Fans of the popular “Hao Hao” instant noodles originally marketed for Vietnam will soon be able to enjoy the spicy and sour shrimp-flavored variety in Japan.
According to a report on The Asahi Shimbun, Osaka-based Acecook Co. will start marketing the packages by targeting retailers dealing with Vietnamese foodstuffs in the Kanto region in November of this year.
Demand for the noodles has soared owing to a surge in Vietnamese working or studying in Japan and wanting a “taste of home.”
Vietnamese represent the third-largest foreign group in Japan, after Chinese and Koreans and numbered 291,000 as of June 30, a five-fold increase from the end of 2012.
The product will be imported from Acecook Vietnam, which is expected to sell for about 98 yen (87 cents).
Junichi Kajiwara, the Vietnam arm’s general director, who decided to market the product in Japan in an unusual case of reverse-import, said, “We want to support Vietnamese who are working hard in Japan.”
Many Vietnamese love eating instant noodles in the morning, and the country ranks fourth in the world in consumption of such products, following China, Indonesia and Japan.
The launch of “Hao Hao” in 2000 in Vietnam prompted the growth of noodle consumption in the country. Now, 1.4 billion packages are sold annually, representing a 30-percent market share.

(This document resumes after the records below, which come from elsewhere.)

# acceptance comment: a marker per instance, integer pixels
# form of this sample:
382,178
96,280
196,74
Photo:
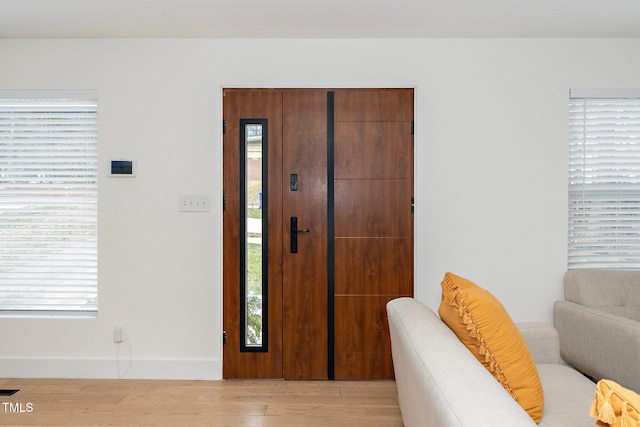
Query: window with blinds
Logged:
604,180
48,204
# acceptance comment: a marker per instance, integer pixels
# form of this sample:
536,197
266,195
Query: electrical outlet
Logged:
118,333
195,203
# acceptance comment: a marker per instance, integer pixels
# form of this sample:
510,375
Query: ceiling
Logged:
318,18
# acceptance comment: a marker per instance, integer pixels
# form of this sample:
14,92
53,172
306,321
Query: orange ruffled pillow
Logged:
615,406
483,325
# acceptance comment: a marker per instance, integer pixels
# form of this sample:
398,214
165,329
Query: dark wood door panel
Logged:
373,150
305,272
374,266
252,104
373,208
374,105
363,345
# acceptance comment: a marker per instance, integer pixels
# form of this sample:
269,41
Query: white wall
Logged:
490,149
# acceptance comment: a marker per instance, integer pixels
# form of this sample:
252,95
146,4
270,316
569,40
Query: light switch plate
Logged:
195,203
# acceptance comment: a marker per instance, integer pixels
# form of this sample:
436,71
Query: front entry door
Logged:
318,230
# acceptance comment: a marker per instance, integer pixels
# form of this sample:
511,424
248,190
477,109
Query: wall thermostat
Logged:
122,168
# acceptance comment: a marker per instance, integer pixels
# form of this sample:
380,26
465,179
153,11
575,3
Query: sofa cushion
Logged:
615,405
602,288
567,396
483,325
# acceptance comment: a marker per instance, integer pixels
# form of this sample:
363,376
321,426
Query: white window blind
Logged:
604,183
48,205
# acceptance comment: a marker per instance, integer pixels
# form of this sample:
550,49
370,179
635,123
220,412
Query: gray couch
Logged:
441,384
599,324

Until now, the product has been exported from Vietnam to 40 deferent countries all over the world.
A single package sells for about 3,500 dong (17 yen) in Vietnam. But a carton of 30 packages sold over the Internet through brokers goes for about 3,000 yen, a hefty markup.
The noodles are so popular that Vietnamese purchase them by the carton when they are specially sold during events in Japan.